Afghan border police were on a patrol in the volatile district of Nad Ali when they came under fire during a military operation around midnight Friday.
“We can confirm personnel from the Afghan National Defense and Security Forces were killed and wounded during overnight operations in Helmand Province,” the US military said in a statement, adding that an investigation had been launched.
“We would like to express our deepest condolences to the families of the ABP members affected by this unfortunate incident.”
The policemen were patrolling too close to a Taliban base when they came under attack, provincial spokesman Omar Zhwak told AFP.
“Two police officers were killed and four others wounded.
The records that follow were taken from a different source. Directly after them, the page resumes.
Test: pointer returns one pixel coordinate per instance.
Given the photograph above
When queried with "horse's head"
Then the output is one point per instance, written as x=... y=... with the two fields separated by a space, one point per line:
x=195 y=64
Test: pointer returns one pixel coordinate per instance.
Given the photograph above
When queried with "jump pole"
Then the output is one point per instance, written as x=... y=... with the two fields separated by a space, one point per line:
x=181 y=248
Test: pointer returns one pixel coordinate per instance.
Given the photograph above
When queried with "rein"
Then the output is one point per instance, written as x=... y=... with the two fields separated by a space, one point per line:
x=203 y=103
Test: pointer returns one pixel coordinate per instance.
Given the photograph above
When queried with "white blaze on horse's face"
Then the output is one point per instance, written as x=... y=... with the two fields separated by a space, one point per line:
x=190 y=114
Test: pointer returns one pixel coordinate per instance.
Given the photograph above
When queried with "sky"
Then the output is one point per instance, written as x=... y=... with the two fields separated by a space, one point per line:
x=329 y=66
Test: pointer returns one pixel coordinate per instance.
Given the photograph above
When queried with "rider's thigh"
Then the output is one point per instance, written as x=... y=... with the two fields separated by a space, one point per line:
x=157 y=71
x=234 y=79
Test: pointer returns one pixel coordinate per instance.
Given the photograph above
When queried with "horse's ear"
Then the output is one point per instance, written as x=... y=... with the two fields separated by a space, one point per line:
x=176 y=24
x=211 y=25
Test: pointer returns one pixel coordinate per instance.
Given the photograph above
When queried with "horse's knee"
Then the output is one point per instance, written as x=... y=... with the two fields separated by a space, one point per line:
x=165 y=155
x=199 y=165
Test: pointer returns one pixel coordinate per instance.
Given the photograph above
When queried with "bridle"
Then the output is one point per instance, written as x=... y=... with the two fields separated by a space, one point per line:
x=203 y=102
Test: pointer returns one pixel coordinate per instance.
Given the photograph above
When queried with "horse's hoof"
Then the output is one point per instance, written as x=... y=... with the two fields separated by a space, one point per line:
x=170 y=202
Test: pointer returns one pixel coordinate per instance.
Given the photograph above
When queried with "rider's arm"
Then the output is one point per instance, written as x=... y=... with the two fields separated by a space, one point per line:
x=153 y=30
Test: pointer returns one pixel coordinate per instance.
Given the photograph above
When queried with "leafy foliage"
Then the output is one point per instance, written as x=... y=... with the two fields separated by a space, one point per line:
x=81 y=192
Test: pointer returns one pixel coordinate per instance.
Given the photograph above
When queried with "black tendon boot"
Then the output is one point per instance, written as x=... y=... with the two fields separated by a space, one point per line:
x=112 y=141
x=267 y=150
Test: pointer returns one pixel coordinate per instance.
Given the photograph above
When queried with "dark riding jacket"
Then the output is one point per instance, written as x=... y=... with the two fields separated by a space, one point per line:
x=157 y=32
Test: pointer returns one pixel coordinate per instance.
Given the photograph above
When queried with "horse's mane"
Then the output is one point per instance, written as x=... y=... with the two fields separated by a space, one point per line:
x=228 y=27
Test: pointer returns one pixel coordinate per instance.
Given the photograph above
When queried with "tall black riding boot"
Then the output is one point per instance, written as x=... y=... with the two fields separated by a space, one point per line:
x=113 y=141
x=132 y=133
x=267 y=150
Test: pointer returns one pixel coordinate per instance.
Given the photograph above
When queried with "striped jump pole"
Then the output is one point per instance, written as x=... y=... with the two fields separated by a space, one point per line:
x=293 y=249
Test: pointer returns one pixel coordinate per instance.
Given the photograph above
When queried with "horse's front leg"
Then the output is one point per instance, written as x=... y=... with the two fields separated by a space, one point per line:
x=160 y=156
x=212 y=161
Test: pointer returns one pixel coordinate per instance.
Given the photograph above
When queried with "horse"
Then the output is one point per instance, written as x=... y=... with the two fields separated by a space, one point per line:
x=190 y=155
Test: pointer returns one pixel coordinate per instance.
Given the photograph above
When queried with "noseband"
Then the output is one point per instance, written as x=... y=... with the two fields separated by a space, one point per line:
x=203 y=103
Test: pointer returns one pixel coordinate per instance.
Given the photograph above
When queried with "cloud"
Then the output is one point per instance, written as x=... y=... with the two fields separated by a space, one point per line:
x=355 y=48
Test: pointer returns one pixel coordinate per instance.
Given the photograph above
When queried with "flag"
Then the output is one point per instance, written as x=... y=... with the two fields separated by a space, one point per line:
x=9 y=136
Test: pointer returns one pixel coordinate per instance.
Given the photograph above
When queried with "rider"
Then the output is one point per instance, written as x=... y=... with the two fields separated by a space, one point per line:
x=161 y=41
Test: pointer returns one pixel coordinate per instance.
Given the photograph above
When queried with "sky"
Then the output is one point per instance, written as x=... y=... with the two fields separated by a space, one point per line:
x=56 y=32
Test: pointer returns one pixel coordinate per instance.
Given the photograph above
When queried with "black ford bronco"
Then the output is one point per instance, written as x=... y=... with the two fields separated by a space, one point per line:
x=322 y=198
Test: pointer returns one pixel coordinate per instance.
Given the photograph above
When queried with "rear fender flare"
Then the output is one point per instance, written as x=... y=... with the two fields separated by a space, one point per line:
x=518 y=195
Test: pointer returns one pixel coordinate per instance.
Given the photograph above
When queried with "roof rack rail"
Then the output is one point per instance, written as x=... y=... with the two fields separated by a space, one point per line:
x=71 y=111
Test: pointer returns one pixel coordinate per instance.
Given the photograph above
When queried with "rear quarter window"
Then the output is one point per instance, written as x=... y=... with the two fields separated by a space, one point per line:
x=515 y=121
A number of Taliban were also killed in the air strike,” Zhwak said.
Helmand for years was the centrepiece of the US and British military intervention in Afghanistan — only for it to slip deeper into a quagmire of instability.
The Taliban effectively control or contest 10 of Helmand’s 14 districts, blighted by a huge opium harvest that helps fund the insurgency.
Last year the fighting forced thousands of people to flee their homes, mostly seeking refuge in provincial capital Lashkar Gah, with the city practically besieged by the Taliban.
US Marines returned to Helmand in April, years after NATO’s combat mission ended in 2014, to help embattled Afghan security forces beat back the resurgent Taliban.
The deployment of some 300 Marines to the poppy-growing province came as the Trump administration seeks to craft a new strategy in Afghanistan.
The Pentagon has asked the White House to send thousands more troops to the war-torn country to break the deadlocked fight against the Taliban.
US troops in Afghanistan number about 8,400 today, and there are another 5,000 from NATO allies, who also mainly serve in an advisory capacity — a far cry from the US presence of more than 100,000 six years ago.